The nurse obtains a flat sound when percussing the right lower lobe of a client. What does this assessment finding indicate to the nurse? a.Healthy lung tissue b.Gastric air bubble c.Emphysema d.Pleural effusion

d. Pleural effusion When a flat sound is percussed over lung tissue, this is an indication of a pleural effusion. Resonance is the percussion sound of healthy lung tissue. The sound of a gastric air bubble is tympany. Hyperresonance is the percussion sound associated with emphysema.

A 47-year-old receptionist comes to the office with fever, shortness of breath, and a productive cough with golden sputum. She says she had a cold last week and her symptoms have only worsened despite using over-the-counter cold remedies. She denies any weight gain, weight loss, or cardiac or gastrointestinal symptoms. Her past medical history includes type 2 diabetes for 5 years and high cholesterol level. She takes an oral medication for both diseases. She has had no surgeries. She denies tobacco, alcohol, or drug use. Her mother has diabetes and high blood pressure. Her father passed away from colon cancer. Examination reveals a middle-aged woman appearing her stated age. She looks ill and her temperature is elevated at 101 degrees Fahrenheit. Her blood pressure and pulse are unremarkable. Her head, eyes, ears, nose, and throat examination are unremarkable except for edema of the nasal turbinates. On auscultation she has decreased air movement and coarse crackles are heard over the left lower lobe. There is dullness on percussion, increased fremitus during palpation, and egophony and whispered pectoriloquy on auscultation. What disorder of the thorax or lung best describes her symptoms? a.Spontaneous pneumothorax b.Chronic obstructive pulmonary disease (COPD) c.Asthma d.Pneumonia

d. Pneumonia Pneumonia is usually associated with dyspnea, cough, and fever. On auscultation there can be coarse or fine crackles heard over the affected lobe. Percussion over the affected area is dull, and there is often an increase in fremitus. Egophony and pectoriloquy are heard because of increased sound transmission of high-pitched components of sounds. The multiple air-filled chambers of the alveoli usually filter out these higher frequencies.

A client arrives in the emergency department after a severe motor vehicle accident. The nurse observes irregular respirations of varying depth and rate followed by periods of apnea. What pathophysiological process is likely the cause of this breathing pattern? a.Diabetic ketoacidosis b.Renal failure c.Narcotic overdose d.Severe brain damage

d. Severe brain damage The respiratory pattern observed is Biot's respirations that may be seen with meningitis or severe brain damage. Diabetic ketoacidosis would reveal Kussmaul respirations that are characterized by an increased rate and depth. Renal failure would reveal Cheyne-Stokes respirations characterized by a regular pattern of alternating deep and rapid breathing with periods of apnea. A narcotic overdose would reveal hypoventilation or possibly Cheyne-Stokes respirations.

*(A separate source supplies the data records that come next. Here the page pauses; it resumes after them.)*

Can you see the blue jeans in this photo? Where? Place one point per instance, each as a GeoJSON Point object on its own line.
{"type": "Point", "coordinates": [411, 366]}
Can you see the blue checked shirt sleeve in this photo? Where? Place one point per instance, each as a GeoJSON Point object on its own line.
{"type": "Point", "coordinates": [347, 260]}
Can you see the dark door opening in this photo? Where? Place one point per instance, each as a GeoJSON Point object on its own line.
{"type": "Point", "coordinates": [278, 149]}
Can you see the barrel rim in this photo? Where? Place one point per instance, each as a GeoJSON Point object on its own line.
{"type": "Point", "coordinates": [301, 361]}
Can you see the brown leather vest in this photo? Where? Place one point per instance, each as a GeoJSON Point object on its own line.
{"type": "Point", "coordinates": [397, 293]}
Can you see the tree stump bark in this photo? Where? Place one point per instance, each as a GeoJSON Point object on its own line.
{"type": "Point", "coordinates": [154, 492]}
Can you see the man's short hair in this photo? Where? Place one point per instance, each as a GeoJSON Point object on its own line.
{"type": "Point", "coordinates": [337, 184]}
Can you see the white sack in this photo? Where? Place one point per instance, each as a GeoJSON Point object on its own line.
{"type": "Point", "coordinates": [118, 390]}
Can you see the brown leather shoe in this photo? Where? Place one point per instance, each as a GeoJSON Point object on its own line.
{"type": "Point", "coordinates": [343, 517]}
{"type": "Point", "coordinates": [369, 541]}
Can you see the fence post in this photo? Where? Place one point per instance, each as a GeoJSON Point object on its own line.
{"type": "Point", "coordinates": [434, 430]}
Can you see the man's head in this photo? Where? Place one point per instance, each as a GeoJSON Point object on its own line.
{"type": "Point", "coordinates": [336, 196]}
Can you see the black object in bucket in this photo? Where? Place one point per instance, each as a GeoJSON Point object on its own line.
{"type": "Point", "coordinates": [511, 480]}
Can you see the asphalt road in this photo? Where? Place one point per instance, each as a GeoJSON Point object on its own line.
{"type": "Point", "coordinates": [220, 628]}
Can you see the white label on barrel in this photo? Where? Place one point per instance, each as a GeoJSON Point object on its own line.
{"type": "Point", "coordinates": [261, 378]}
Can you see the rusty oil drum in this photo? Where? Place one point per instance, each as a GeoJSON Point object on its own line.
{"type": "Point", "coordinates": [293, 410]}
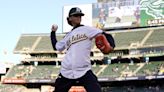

A nurse is palpating the sternum of a client. If the client is healthy, which of the following would characterize his costal angle? a.110 degrees b.45 degrees c.100 degrees d.less than 90 degrees

d. less than 90 degrees The right and left costal margins meeting at the level of the xiphoid process form an angle between them. This angle, commonly referred to as the costal angle, is an important landmark for assessment. It is normally less than 90 degrees but may be increased in instances of long-standing hyperinflation of the lungs, as in emphysema.